A śmigło to faktycznie cuś mi się nie podobało, podwozie spoko sie poprawi:)
Ale w tym tempie do następnej zimy będę grzebał... a miało być tylko małe przypomnienie techniki:)

Re: Trudne powrotu początki - REVELL P-47 D 1/72

PostNapisane: czwartek, 31 stycznia 2013, 23:12
przez GrzeM
Eeeee, fajnie! I to skrzydło poprawione! Gratuluję.

Re: Trudne powrotu początki - REVELL P-47 D 1/72

PostNapisane: czwartek, 31 stycznia 2013, 23:34
przez Jaho63
To skrzydło... Nie do końca o tym myślałem, ale jak Ci się podoba to OK.
A jakież to malowanie tego dzbana będzie?

Re: Trudne powrotu początki - REVELL P-47 D 1/72

PostNapisane: piątek, 1 lutego 2013, 00:46
przez LazyCat
Oto moj brak wstydu :mrgreen:


Tak wyglada moj po porawkach sylwetki (choc skrzydlo zostawilem w spokoju), to jest D30 wiec smiglo jest poprawne.
Podwozie wyciagniete prawie na styk gniazd, nadal wyglada jak w pelni obciazony.

http://sphotos-b.xx.fbcdn.net/hphotos-ash4/199729_4045186045721_1354280054_n.jpg

http://sphotos-a.xx.fbcdn.net/hphotos-ash4/421627_4045185725713_673042536_n.jpg

Mam jescze kilka pudelk Revell i napewno chce zrobic jeszcze kilka malowan.

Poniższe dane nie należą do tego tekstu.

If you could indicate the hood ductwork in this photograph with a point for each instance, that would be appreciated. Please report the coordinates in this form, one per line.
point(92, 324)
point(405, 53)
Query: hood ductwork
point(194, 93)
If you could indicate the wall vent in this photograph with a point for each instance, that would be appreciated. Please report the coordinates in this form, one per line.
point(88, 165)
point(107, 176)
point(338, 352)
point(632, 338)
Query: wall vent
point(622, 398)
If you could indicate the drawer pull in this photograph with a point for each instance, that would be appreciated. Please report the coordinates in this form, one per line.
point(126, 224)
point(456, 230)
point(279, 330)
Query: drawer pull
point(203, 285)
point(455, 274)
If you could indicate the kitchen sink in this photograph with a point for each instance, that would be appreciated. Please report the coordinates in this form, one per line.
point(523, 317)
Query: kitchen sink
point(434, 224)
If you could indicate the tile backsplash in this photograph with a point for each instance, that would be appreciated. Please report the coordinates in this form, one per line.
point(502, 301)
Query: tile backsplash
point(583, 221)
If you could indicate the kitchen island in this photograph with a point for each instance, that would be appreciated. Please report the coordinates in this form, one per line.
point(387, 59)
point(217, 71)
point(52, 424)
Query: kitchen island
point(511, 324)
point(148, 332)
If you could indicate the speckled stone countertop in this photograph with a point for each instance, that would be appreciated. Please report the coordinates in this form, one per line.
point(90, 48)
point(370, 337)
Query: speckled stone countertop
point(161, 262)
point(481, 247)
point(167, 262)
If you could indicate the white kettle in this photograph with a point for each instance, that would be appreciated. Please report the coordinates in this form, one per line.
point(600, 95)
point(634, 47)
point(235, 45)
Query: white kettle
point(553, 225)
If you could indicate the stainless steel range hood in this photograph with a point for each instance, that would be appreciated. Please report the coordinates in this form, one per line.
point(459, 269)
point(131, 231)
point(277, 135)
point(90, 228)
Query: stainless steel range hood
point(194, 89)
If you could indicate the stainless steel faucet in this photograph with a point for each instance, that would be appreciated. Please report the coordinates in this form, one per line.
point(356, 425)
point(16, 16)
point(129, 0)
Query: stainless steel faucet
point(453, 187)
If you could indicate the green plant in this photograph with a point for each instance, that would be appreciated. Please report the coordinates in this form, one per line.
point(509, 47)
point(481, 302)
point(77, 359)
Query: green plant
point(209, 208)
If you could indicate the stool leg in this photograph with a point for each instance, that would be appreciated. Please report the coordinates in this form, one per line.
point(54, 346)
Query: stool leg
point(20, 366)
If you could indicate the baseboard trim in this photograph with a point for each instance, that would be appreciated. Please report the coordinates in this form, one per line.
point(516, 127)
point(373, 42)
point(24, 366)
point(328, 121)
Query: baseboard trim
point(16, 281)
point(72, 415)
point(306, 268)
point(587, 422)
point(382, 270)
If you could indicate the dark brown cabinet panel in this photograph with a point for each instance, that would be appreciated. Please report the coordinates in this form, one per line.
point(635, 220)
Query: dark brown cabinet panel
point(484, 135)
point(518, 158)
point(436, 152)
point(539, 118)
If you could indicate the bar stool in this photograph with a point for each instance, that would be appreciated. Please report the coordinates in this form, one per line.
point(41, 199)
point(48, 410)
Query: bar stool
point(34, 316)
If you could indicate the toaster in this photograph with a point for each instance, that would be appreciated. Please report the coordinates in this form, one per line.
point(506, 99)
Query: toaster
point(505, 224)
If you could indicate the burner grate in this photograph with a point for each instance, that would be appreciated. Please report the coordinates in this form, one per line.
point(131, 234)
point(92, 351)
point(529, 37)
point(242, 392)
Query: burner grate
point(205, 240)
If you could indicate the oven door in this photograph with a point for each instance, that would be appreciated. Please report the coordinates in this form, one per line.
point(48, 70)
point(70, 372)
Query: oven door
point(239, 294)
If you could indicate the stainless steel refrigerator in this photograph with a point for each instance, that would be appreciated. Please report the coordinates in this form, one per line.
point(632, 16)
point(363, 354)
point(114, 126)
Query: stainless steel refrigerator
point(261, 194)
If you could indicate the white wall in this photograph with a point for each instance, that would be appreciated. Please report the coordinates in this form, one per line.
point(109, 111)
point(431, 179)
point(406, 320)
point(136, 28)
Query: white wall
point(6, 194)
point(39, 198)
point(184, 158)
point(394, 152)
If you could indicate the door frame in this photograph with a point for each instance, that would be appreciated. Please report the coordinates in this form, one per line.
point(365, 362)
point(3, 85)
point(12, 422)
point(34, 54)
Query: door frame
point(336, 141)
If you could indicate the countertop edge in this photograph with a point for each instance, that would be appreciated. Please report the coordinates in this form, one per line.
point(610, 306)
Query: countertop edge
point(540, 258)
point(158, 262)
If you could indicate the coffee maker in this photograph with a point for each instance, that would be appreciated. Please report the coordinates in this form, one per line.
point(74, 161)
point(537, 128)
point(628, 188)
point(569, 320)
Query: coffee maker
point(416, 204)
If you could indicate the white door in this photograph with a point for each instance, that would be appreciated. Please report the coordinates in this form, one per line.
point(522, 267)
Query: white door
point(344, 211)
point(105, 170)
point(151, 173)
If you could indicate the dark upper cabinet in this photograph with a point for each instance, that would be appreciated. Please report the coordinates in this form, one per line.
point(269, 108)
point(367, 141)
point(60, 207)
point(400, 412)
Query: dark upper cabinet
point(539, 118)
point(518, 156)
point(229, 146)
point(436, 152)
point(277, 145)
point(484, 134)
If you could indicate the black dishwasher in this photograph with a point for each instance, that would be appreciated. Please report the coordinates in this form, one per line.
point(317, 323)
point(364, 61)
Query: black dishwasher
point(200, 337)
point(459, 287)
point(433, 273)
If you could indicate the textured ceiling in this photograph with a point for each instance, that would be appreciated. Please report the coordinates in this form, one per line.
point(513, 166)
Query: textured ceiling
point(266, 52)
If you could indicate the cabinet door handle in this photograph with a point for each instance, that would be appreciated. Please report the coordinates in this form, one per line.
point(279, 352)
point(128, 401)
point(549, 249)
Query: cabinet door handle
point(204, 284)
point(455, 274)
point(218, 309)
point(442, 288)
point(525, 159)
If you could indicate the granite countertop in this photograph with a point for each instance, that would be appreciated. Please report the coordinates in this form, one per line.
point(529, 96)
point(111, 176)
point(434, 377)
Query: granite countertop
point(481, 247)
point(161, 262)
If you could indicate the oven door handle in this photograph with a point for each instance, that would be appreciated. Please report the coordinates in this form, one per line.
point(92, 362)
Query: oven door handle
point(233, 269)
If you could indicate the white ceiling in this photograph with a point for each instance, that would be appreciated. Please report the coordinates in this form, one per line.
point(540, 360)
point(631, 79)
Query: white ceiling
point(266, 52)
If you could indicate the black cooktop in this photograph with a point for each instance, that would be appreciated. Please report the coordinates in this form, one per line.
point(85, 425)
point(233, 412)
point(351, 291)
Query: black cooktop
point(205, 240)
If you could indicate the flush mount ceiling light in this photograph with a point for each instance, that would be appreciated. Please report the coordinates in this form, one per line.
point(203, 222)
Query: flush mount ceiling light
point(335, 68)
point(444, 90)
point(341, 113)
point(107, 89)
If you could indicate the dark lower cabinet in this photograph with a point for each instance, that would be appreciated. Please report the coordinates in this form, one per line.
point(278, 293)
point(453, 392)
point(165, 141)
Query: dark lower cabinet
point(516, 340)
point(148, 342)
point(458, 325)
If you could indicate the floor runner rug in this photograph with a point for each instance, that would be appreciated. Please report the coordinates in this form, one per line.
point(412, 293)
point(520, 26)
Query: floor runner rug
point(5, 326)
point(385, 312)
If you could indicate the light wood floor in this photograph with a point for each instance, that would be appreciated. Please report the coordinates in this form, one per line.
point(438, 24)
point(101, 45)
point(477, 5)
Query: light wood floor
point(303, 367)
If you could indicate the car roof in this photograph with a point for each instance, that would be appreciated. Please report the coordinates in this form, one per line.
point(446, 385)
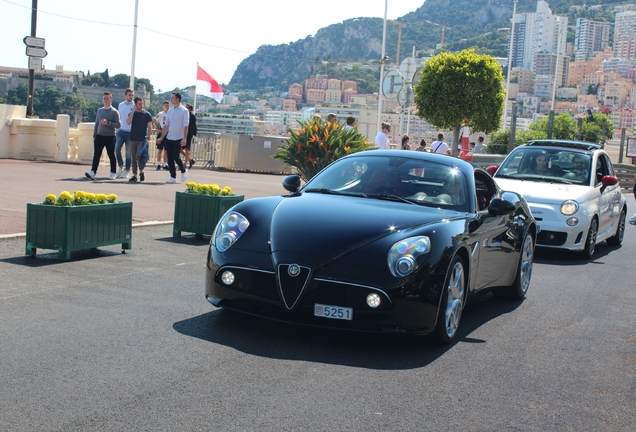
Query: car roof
point(580, 145)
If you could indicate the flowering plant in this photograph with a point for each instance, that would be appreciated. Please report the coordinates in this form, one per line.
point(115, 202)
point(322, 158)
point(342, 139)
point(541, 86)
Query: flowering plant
point(207, 189)
point(77, 198)
point(318, 143)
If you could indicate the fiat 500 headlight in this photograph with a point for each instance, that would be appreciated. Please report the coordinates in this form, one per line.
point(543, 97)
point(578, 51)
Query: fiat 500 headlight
point(231, 226)
point(403, 255)
point(569, 207)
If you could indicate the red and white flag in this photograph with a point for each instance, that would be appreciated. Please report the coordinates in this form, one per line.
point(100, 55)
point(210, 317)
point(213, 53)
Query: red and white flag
point(207, 86)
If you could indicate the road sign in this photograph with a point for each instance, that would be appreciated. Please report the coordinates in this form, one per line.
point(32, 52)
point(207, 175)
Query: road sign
point(35, 63)
point(36, 52)
point(392, 83)
point(33, 41)
point(406, 96)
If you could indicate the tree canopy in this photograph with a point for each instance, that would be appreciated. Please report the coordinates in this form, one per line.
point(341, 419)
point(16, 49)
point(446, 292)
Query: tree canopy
point(460, 87)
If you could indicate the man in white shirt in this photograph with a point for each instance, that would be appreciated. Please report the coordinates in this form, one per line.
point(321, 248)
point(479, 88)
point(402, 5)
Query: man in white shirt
point(174, 134)
point(123, 133)
point(480, 147)
point(440, 146)
point(160, 122)
point(382, 138)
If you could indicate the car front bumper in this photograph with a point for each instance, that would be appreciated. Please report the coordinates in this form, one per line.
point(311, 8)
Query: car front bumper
point(554, 230)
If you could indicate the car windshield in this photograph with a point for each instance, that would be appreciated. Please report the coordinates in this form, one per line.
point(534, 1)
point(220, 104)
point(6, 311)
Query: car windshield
point(547, 164)
point(412, 181)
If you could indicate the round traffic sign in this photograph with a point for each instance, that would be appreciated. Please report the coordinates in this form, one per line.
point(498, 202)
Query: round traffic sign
point(392, 83)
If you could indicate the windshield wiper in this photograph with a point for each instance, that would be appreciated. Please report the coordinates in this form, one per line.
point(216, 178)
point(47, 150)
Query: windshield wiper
point(328, 191)
point(390, 197)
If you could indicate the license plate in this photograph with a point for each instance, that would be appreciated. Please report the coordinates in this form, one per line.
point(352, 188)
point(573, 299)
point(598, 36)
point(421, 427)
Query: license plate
point(334, 312)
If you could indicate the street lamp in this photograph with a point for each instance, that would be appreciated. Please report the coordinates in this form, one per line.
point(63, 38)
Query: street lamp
point(385, 58)
point(512, 37)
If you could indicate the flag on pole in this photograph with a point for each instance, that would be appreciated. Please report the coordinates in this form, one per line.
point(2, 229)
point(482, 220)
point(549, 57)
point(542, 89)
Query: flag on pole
point(207, 86)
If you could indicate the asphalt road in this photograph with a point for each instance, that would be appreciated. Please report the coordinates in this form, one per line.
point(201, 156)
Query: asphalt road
point(111, 341)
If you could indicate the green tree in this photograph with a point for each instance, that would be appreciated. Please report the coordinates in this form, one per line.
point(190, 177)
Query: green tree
point(455, 87)
point(16, 96)
point(564, 127)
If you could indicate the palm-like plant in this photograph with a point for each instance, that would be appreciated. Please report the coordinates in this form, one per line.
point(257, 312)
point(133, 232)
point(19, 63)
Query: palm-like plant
point(318, 143)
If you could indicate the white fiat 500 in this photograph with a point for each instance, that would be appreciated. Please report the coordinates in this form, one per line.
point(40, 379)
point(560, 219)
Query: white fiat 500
point(572, 192)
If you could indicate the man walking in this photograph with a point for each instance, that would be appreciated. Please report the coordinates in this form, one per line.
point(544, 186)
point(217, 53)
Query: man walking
point(106, 121)
point(440, 146)
point(175, 133)
point(351, 121)
point(192, 131)
point(123, 134)
point(140, 129)
point(382, 138)
point(160, 121)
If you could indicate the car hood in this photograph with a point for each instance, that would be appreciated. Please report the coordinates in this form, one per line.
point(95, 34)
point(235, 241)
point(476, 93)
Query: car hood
point(331, 226)
point(543, 192)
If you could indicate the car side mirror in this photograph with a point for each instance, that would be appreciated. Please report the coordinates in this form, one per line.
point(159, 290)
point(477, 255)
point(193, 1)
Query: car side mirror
point(609, 180)
point(500, 207)
point(292, 183)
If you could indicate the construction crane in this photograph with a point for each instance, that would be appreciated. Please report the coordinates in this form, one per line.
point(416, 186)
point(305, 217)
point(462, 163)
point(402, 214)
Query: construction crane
point(443, 27)
point(400, 27)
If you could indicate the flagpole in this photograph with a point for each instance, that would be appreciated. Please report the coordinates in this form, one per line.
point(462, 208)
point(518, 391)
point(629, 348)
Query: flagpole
point(194, 107)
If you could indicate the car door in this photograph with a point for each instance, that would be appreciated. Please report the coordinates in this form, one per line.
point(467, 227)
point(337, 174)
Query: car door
point(608, 196)
point(494, 259)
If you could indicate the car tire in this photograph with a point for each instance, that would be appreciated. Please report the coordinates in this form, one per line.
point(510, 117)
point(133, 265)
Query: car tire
point(452, 302)
point(590, 240)
point(617, 238)
point(520, 286)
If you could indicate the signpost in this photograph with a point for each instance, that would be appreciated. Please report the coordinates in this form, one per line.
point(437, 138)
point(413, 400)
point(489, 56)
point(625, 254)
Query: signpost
point(33, 41)
point(36, 52)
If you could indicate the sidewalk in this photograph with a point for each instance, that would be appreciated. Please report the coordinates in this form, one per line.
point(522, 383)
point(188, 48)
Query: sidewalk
point(153, 200)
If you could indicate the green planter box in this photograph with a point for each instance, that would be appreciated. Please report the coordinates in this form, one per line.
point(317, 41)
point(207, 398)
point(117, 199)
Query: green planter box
point(199, 214)
point(66, 229)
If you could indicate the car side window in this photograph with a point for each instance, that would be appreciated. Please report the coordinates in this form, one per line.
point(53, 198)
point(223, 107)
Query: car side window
point(485, 190)
point(603, 168)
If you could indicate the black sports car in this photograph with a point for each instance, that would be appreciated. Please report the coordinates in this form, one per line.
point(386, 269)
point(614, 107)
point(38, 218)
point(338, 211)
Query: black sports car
point(386, 240)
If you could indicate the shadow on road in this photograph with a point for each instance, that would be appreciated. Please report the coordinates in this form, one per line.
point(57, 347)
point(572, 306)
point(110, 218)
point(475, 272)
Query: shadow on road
point(42, 259)
point(562, 257)
point(277, 340)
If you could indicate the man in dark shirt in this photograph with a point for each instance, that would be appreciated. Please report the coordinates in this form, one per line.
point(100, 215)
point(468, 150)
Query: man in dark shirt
point(141, 128)
point(106, 122)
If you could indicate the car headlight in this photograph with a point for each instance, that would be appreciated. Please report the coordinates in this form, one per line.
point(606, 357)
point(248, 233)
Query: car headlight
point(569, 207)
point(403, 255)
point(231, 226)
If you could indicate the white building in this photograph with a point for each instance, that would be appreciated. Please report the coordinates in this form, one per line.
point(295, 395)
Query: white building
point(590, 38)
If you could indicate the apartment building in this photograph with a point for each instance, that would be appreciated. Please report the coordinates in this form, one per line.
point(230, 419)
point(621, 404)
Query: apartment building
point(590, 38)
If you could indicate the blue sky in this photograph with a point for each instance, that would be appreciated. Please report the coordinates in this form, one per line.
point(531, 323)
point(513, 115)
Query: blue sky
point(172, 36)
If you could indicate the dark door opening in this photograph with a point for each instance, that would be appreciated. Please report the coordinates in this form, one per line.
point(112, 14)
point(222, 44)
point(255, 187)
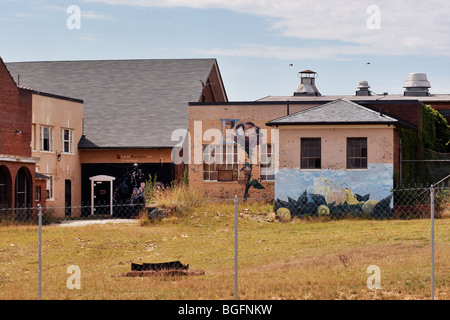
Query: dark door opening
point(102, 197)
point(68, 198)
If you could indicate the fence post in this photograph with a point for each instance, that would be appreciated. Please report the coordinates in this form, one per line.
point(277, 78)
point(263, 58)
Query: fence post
point(40, 249)
point(432, 240)
point(235, 248)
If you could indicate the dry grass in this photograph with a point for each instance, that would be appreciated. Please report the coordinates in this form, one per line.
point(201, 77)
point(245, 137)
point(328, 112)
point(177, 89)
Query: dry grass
point(295, 260)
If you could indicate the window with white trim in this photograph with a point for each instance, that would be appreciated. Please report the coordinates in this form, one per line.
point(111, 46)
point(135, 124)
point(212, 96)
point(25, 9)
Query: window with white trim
point(46, 137)
point(67, 141)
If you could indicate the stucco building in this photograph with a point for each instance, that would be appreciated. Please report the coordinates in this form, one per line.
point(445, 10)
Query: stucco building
point(135, 112)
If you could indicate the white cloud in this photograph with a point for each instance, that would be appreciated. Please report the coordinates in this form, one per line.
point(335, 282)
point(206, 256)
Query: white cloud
point(406, 27)
point(94, 16)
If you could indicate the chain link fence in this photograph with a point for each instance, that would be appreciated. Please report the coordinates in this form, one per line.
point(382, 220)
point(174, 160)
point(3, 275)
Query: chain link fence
point(301, 248)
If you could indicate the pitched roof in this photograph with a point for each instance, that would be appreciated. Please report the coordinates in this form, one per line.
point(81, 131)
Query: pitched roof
point(127, 103)
point(339, 111)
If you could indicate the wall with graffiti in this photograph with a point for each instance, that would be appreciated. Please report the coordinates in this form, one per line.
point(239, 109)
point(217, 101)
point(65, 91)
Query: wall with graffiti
point(336, 193)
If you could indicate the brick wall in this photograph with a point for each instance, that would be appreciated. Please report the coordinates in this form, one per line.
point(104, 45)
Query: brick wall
point(15, 116)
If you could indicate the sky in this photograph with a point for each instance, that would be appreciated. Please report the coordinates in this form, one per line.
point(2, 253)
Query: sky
point(260, 45)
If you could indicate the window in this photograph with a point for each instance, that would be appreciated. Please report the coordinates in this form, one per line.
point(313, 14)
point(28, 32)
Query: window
point(3, 198)
point(356, 153)
point(46, 139)
point(310, 153)
point(220, 163)
point(38, 193)
point(33, 137)
point(49, 188)
point(67, 140)
point(267, 165)
point(22, 185)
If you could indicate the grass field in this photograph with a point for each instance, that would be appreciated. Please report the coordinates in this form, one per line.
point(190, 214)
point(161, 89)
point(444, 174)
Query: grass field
point(300, 259)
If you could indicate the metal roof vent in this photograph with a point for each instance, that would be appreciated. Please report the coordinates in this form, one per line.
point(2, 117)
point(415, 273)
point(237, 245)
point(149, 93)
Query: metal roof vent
point(363, 89)
point(307, 85)
point(416, 84)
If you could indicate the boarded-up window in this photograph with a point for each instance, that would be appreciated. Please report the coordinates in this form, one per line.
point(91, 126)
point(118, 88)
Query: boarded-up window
point(220, 163)
point(356, 153)
point(310, 153)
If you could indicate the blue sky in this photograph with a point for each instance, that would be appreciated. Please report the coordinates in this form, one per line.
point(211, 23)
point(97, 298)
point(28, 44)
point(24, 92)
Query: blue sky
point(254, 41)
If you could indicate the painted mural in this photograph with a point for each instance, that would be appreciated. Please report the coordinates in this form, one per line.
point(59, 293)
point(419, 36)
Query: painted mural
point(248, 136)
point(336, 193)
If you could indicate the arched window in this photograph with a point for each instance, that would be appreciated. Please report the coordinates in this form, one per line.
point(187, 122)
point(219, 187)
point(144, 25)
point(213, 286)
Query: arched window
point(22, 189)
point(3, 189)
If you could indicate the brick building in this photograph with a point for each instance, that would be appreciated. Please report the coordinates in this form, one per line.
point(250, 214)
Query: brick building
point(17, 166)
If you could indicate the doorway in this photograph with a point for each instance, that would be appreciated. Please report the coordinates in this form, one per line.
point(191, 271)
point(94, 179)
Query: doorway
point(68, 198)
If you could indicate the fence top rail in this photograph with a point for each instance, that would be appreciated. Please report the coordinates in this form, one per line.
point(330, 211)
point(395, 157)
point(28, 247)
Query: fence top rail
point(442, 180)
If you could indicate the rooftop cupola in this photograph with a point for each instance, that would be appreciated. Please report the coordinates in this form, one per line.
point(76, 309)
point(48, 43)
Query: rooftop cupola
point(307, 85)
point(416, 85)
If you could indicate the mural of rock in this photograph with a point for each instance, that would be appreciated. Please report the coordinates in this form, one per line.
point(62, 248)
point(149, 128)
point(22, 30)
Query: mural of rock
point(336, 193)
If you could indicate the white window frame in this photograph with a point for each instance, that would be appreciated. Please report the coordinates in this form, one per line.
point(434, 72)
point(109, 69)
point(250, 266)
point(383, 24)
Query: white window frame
point(69, 141)
point(50, 138)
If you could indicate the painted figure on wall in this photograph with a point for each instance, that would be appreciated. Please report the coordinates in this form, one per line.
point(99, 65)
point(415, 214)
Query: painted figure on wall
point(248, 136)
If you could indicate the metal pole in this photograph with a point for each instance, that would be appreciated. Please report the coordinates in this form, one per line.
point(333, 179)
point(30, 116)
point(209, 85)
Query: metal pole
point(40, 250)
point(432, 240)
point(235, 247)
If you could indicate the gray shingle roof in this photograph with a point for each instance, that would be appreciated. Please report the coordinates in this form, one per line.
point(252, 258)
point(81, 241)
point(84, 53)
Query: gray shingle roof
point(339, 111)
point(127, 103)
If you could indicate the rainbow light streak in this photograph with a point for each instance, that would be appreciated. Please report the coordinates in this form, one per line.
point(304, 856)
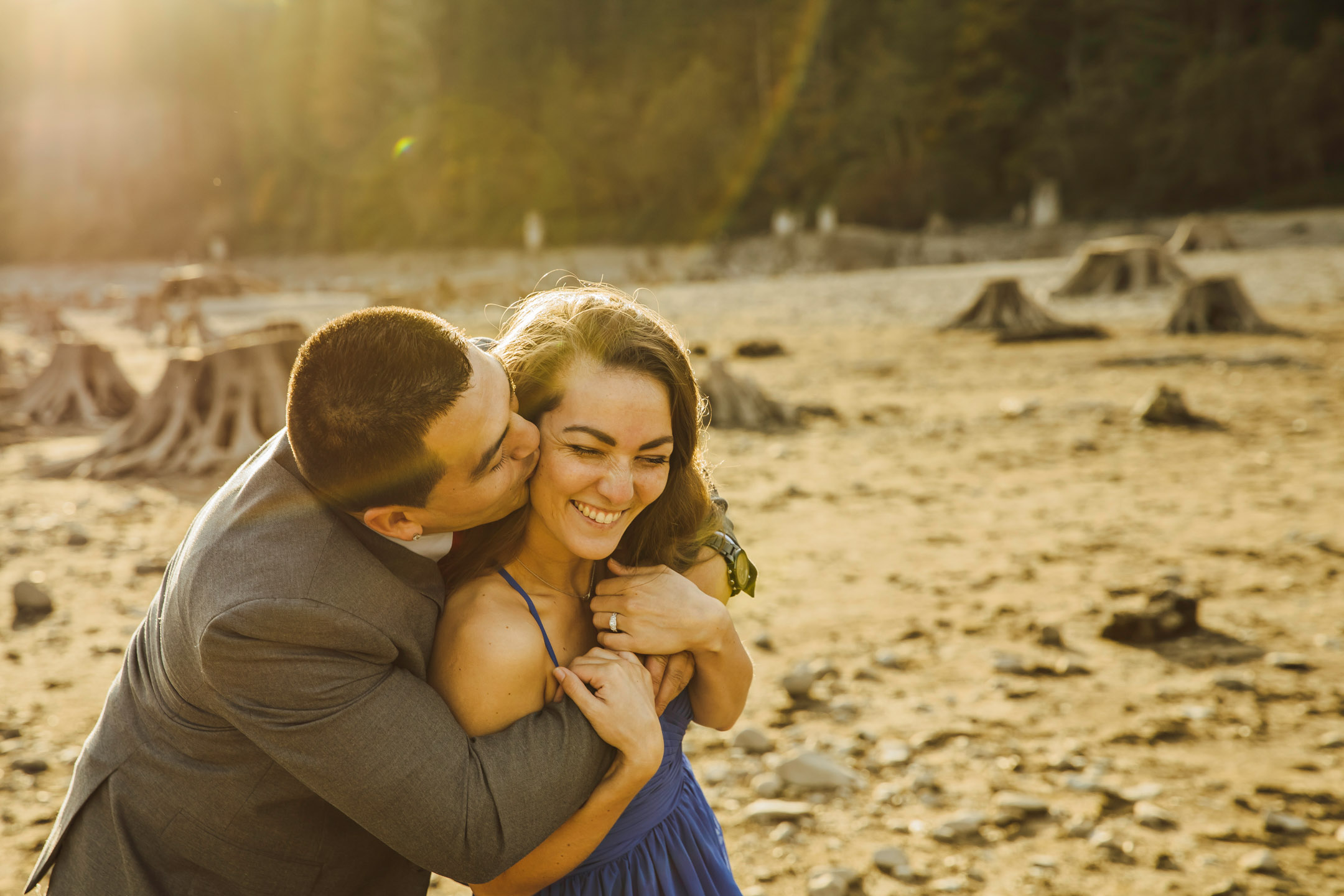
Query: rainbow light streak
point(782, 104)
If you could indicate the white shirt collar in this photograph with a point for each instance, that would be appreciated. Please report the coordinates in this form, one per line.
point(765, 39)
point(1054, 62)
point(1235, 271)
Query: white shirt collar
point(433, 547)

Re: Trudne powrotu początki - REVELL P-47 D 1/72

PostNapisane: piątek, 1 lutego 2013, 07:06
przez mackbeth
Dzięk za kolejne wskazówki...

Co do skrzydła - zgłupiałem, teraz to ma kształt jak w planach - klapa węższa, u nasady także ciut "krótszy" profil... i teraZ w planach leży tak jak trzeba.... Co spierdzieliłem?

Malowanie (a raczej ofoliowanie) pudełkowe bo ten byk mi się strasznie podoba :D

Re: Trudne powrotu początki - REVELL P-47 D 1/72

PostNapisane: wtorek, 5 lutego 2013, 21:44
przez mackbeth
Kolejne postępy prac... cholernie pracochłonne...

Turbinka:)


Obrazek

Ponitowane!

Obrazek

Obrazek

teraz to zeszlifujemy, poprawimy później..i już:)

Re: Trudne powrotu początki - REVELL P-47 D 1/72

PostNapisane: środa, 6 lutego 2013, 15:05
przez Strużyn
Fajnie Ci idzie, ale mam wrażenie, że te nity na skrzydle będą wyglądały masakrycznie na gotowym modelu :-/ . Przy tej skali powinny być bardzo delikatne.


Edit: Nie zauważyłem dopiska o zeszlifowaniu...powinno się trochę poprawić, aczkolwiek jest sporo nierównoległości w liniach nitowania.